BREST (France): Acts of piracy remained stable worldwide in 2023, at a historically low level, despite a resurgence of tension in the Red Sea and the Indian Ocean, a maritime security centre announced Monday.
A total of 295 acts of piracy and brigandage were recorded last year, compared with 300 in 2022, the lowest since statistics began in 2008, according to the annual review by the Maritime Information Cooperation & Awareness (MICA) Center, based in Brest, northwest France.
“The overall number of acts of piracy and robbery is stable,” the report said with an upward trend in South-East Asia being offset by a slight fall in the Caribbean arc.
“Globally we are seeing stable trends”, despite “numerous areas of insecurity in the Indian Ocean”, Eric Jaslin, head of the MICA Center, told AFP.
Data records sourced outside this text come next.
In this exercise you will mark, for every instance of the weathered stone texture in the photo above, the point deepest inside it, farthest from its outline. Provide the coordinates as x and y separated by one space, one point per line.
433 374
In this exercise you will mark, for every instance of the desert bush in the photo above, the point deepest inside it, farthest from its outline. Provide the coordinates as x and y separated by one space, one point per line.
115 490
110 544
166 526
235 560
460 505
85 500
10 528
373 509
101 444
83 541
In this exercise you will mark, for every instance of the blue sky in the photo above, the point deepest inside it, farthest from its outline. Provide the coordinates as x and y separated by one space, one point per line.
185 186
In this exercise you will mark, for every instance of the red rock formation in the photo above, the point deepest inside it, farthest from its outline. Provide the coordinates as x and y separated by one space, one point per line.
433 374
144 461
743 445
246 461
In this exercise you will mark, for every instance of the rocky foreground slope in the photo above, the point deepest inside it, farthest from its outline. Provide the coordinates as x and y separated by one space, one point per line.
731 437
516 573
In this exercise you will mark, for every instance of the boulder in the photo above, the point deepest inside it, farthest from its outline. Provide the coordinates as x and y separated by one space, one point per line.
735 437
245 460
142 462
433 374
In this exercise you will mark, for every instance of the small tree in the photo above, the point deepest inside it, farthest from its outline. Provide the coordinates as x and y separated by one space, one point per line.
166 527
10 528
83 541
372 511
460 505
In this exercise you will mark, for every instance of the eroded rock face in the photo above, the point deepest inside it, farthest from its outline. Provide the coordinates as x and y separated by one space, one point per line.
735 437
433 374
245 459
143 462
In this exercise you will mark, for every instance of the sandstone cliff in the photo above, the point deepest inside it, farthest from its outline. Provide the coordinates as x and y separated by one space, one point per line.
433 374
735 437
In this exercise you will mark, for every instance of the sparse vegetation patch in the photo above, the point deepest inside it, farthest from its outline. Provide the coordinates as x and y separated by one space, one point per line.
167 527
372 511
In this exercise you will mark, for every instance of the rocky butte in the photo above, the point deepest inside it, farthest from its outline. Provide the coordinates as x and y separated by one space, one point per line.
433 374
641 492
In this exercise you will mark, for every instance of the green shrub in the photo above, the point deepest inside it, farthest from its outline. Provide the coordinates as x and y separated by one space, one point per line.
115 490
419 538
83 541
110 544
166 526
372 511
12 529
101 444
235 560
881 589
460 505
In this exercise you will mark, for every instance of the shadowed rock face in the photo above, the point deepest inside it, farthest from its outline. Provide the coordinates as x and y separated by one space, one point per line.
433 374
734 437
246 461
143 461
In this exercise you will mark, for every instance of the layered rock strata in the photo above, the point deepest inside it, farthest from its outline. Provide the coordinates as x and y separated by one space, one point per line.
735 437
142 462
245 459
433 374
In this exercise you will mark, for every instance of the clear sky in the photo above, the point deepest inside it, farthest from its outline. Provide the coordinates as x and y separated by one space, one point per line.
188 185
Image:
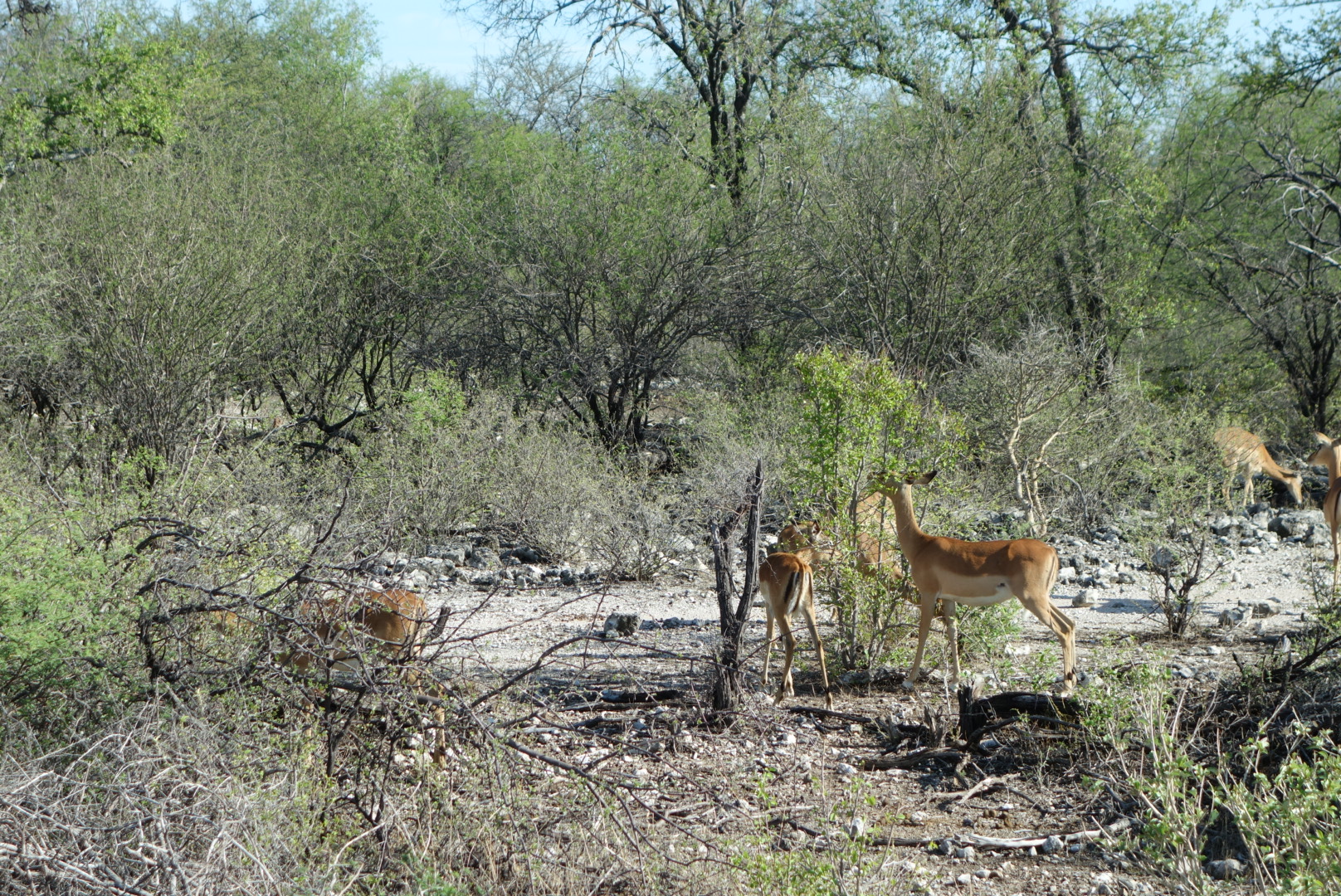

The end of 2023 was marked by a wave of attacks by Yemen’s Iranian-backed Huthi rebels against merchant ships around the Bab-el-Mandeb Strait, which links the Red Sea to the Indian Ocean. Around 12 percent of world trade passes through this strait. “The threat is violent, with missiles and drones loaded with explosives. There is a real concern around this strait”, Jaslin stressed.
Last year, 47 attacks of this type were recorded, mainly around Bab-el-Mandeb, but also near the Strait of Hormuz (at the mouth of the Persian Gulf) and off the Indian coast.